しばらくして部屋の外が騒がしくなる。喚き声も聞こえる。来たってすぐに分かるのが有難い。さあ、ショータイムだ。
「どういうこと!?」
はじまりはサンドラ夫人の金切り声。金切り声への不快さに顔が歪まないように気を付けながら、嫣然……かどうかは自信がないけど、とにかくそれっぽい笑みを浮かべながらレーヴェ様に寄り添う。
「まあ、サンドラ様。お久しぶりです、本日は離宮よりいらしていただきありがとうございます」
サンドラ夫人の目が分かりやすく吊り上がる。うわあ、単純。
「このっ」
飛び掛かろうとしたサンドラ夫人を傍にいた近衛兵が押し留める。
「離しなさい!」
「離すことはできません。アイシャ様に危害を加えないという条件でお連れしたのをお忘れですか?」
「こんな侮辱をされて我慢をしろと言うの!?」
「我慢してください」
頑として譲らない。
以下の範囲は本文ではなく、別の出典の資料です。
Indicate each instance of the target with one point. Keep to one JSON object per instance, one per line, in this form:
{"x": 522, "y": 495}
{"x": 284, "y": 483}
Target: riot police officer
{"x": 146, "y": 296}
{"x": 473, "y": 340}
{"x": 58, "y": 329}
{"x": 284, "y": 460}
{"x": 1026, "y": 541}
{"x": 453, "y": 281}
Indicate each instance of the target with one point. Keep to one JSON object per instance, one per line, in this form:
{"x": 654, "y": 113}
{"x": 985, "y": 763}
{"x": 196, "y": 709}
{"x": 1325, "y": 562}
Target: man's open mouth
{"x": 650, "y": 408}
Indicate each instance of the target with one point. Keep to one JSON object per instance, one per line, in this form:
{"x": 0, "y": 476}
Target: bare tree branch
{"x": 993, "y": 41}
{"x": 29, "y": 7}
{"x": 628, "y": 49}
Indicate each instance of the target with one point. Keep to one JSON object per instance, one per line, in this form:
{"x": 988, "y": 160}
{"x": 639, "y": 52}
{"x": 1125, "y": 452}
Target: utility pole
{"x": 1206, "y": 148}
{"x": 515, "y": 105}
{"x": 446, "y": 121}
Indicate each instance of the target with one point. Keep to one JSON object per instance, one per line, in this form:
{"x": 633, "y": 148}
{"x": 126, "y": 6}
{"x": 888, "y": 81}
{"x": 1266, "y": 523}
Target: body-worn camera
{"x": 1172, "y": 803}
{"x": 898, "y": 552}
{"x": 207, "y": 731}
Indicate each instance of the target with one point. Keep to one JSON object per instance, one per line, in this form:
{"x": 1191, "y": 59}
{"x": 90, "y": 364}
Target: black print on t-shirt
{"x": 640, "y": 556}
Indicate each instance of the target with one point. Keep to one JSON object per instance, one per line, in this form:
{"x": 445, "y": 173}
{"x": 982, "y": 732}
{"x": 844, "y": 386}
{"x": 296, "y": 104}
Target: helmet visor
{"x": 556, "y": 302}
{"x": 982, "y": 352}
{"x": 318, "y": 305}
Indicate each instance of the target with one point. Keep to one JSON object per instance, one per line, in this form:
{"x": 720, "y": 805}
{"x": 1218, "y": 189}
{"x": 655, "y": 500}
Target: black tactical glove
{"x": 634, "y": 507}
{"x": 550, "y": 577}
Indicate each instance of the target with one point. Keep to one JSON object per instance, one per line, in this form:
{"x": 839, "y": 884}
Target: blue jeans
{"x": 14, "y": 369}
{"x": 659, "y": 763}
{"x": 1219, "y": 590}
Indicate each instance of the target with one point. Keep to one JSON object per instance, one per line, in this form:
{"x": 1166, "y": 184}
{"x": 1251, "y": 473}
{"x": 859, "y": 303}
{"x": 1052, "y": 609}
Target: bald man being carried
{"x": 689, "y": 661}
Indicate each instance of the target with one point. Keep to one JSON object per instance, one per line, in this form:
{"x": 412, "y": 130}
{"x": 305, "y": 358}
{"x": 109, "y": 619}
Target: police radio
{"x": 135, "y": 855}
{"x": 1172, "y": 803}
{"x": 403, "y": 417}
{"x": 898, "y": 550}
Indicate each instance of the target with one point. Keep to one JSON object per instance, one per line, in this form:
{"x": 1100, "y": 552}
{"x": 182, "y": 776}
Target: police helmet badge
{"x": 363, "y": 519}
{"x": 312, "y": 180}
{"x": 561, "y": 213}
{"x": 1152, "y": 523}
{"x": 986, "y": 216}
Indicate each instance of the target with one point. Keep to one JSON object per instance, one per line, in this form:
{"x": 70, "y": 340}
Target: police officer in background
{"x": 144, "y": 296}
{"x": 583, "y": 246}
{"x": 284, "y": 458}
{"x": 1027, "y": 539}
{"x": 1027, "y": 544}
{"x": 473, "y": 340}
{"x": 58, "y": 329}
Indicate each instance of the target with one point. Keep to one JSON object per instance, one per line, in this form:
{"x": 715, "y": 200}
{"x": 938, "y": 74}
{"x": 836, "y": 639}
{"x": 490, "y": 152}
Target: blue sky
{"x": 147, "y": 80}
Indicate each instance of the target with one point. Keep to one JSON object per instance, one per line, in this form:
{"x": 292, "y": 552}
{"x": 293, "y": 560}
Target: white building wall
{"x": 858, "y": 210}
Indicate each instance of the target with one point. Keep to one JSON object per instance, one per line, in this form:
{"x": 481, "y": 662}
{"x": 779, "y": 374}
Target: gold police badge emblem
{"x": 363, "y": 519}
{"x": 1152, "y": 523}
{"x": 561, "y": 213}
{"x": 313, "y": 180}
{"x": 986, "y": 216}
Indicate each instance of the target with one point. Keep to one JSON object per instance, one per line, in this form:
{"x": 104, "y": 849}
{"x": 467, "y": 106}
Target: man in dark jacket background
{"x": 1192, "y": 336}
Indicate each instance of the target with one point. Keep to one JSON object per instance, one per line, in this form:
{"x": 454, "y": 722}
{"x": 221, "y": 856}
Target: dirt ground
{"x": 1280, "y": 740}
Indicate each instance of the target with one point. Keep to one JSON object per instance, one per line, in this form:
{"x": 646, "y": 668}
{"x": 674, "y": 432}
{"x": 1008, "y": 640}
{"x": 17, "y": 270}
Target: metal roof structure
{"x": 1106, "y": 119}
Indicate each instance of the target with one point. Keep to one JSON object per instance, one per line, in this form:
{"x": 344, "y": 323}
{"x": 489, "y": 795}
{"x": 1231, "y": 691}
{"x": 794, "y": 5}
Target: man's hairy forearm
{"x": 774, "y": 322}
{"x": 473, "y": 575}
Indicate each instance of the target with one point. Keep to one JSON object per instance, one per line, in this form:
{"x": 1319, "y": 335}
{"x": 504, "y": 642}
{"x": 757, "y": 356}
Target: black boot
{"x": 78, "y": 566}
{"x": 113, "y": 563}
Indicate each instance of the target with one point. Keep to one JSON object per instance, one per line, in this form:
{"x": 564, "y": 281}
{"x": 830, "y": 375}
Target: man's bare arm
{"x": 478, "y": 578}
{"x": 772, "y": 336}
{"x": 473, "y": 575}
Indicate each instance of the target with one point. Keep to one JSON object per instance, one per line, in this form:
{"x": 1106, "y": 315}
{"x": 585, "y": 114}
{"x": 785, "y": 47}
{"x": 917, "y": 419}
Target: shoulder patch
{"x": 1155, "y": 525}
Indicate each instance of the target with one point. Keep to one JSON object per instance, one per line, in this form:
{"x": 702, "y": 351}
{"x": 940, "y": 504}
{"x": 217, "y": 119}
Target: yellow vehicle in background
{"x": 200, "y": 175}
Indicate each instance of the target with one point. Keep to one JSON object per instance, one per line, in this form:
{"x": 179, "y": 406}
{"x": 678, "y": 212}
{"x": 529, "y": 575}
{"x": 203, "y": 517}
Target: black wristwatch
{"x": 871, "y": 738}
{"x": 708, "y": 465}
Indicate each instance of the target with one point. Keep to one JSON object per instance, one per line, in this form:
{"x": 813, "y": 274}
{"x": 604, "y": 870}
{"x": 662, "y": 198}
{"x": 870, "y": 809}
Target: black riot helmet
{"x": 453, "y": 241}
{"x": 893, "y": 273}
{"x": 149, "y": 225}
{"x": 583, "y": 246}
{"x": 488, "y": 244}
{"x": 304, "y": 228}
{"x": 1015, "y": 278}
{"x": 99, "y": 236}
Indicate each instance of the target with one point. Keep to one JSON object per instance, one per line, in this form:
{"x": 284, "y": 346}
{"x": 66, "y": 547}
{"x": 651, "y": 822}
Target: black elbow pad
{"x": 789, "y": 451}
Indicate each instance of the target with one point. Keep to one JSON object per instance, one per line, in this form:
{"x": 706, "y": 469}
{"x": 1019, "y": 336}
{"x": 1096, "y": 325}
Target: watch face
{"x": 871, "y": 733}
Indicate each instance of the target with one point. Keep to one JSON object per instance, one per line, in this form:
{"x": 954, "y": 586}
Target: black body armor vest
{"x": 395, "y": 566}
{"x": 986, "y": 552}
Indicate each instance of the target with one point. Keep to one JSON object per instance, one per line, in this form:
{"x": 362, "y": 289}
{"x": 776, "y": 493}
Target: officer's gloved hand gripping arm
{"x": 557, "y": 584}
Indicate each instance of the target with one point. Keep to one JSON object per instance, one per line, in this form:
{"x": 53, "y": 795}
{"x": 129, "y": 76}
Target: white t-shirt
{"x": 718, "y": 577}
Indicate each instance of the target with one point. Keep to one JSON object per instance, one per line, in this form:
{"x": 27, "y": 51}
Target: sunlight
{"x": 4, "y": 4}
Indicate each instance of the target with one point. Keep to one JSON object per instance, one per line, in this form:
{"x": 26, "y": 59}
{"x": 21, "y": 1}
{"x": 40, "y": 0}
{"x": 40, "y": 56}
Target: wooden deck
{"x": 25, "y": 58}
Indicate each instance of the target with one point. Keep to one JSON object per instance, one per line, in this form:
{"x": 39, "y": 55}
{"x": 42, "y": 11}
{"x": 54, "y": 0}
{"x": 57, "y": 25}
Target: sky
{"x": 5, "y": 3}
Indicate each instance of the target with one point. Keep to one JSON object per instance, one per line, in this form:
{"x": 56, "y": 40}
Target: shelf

ヴィクトル、この頑張ってる近衛兵に特別手当をあげてね。
「どういうことなのです、レーヴェ様!!」
「どうもこうも……」
レーヴェ様が不快さを隠さない表情で、私の肩に手を置く。
「こういうことだ」
「そういうことです」
レーヴェ様ににっこり笑い、レーヴェ様から離れてサンドラ夫人の前でくる~りと回って見せる。重心を意識して動く、淑女教育も役に立つ。
ほらほら、誰がどう見ても花嫁だと分かるウエディングドレスですよ。王家のお針子総動員で作ってもらった最高級品ですよ、元王女様。使えるものはなんでも使うのが私のモットー、王妃様、ありがとう。
「ここに子がいるのであまり騒がないでくださいね」
大きく膨れた腹を撫でて見せつければ、キーッとしか表現できない声でサンドラ夫人が叫ぶ。
「レーヴェ様! 貴方は私というものがありながら!!」
「何の問題が?」
しれっと答えるレーヴェ様。
「元王族の私よりもこの孤児のほうがよいと言うのですか」
「当たり前だろう?」
いいぞ、レーヴェ様! いけいけ、おせおせ!
「血しか自慢できない女の相手は虫唾が走る」
レーヴェ様の容赦ない言葉にサンドラ夫人は何も言えなくなる。いや、口をハクハクと動かしてはいるから何かは言いたいのかもしれない。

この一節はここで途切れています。